Anne-Lise Coste’s paintings have the immediacy of graffiti and allow her to express subjective moods mixed with political criticism. Her dada-influenced language and intensely lyrical images exude irony, rebellion and emotion. She creates seemingly straightforward compositions that actually offer us a catalogue of contemporary anxieties. Her Bones paintings act as a kind of Rorschach as she cites “these bones that in 2001 Space Odyssey are shown to be the tool of the creator or destroyer. These bones that float in Georgia O’Keefe paintings. These bones seem to cut sharply to the center of something that is keenly alive in the desert even though it is vast and empty and untouchable... And knows no kindness with all its beauty.”

 

Brie Ruais’ ceramic sculptures embody a transition from action to outcome and they begin with a list of limitations. These controls, determine the weight of the material, the action, the time, and the basic shape of her works. She begins with her body weight in clay and then confronts it in a highly physical process that involves kneeling, kicking, spreading, scraping, and skimming. The body operates as a conduit for receiving and communicating messages that escape the limitations of our material and social reality. As a result, clay and body collapse as subject and material merge. Clay has the ability to address conceptions of the internal body and the body of the earth; it is in this space that her work reflects on the history of shared repression and exploitation of the environment.
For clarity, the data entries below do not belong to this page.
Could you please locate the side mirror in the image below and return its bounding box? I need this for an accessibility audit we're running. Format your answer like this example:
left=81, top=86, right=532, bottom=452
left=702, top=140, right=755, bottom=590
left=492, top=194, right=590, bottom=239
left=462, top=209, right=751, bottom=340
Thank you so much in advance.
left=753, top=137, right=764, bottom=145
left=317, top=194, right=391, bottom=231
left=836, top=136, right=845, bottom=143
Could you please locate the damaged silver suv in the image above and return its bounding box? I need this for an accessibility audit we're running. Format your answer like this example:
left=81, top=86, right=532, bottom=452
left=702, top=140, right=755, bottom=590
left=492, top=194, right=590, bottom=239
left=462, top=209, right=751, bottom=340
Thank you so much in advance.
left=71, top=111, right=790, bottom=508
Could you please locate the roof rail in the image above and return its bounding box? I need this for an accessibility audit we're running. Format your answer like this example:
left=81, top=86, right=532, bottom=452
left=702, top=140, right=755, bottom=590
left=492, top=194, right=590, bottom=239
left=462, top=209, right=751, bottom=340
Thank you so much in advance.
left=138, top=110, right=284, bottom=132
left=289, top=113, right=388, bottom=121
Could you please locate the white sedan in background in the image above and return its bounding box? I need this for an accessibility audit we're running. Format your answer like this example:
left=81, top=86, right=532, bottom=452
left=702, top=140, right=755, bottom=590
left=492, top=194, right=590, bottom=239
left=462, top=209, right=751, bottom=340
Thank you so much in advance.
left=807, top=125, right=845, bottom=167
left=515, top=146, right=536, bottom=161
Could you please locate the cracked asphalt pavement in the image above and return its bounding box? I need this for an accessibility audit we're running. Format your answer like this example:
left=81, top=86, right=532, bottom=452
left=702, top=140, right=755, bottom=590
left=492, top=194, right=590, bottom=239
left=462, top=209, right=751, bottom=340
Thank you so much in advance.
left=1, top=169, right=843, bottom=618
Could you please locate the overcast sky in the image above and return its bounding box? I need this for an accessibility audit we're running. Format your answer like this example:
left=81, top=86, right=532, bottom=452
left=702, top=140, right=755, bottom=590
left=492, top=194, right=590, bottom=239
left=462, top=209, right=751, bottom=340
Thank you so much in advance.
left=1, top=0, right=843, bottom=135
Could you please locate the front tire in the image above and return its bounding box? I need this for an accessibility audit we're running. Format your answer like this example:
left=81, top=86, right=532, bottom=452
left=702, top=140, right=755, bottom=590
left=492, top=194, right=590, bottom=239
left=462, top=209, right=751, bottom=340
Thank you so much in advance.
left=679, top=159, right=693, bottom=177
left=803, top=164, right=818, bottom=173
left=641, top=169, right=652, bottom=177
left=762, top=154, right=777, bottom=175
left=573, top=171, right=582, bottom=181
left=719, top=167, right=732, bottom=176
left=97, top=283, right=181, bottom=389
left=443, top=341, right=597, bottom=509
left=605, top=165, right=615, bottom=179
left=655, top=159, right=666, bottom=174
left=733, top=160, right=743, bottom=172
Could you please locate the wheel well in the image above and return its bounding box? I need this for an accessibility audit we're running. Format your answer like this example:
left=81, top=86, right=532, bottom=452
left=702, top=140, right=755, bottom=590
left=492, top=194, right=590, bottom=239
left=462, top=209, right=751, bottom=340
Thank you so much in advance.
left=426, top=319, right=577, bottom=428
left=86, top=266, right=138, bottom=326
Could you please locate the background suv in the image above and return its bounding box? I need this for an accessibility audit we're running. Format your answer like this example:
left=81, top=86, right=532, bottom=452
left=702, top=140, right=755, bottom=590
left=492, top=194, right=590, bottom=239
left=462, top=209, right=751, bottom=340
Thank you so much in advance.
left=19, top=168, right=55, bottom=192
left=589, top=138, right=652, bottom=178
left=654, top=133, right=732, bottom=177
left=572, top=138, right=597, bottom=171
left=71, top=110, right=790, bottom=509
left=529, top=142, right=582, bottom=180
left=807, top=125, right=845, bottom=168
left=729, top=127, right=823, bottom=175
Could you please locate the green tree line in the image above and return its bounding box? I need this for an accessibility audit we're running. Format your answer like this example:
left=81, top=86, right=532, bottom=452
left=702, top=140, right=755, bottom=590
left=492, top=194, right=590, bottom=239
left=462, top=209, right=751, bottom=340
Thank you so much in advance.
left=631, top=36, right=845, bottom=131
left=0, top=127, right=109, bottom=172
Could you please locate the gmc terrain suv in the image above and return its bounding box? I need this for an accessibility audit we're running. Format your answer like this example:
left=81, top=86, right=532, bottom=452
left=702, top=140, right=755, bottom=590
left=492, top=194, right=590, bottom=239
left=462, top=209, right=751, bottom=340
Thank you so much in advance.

Ruais’ Craters simultaneously look inward towards primordial movement, outward towards the land, and center on the undeniability of traumatized bodies.

 

Joseph Hart’s oversized drawings reflect his physical size and nudge the gestures toward the figurative. The door-like ratio of these lyrical compositions is determined by the artist’s wingspan. His deft line marks reach from top-to-bottom, and left-to-right depending on the positioning of the paper. Drawing is crucially important within the ecosystem of Hart’s studio practice. With the humble materials of graphite and paper, he is able to ignore the pressures of painting, play with line and boundaries, tempo, and be more impulsive and reactionary, which he remarks as a “gratifying way of moving and thinking”.

 

Rachel Foullon’s Threshold revolves around the form of a braid. Constructed from dozens of strands of hand-dyed cotton drawcord pulled across a stained cedar frame, Foullon expands on the timeless personal hair sculpture to yield haptic associations. For the artist, the braid is a systematized style of control, a handle, a tail, a vulnerability and a permission. Trunk, alludes to the body’s natural system of replenishment and renewal. Hand-dyed rope resembling the vena cava and aorta weave through pleated linen and cedar as if to supply the work with its own rationale, enabling its continued existence.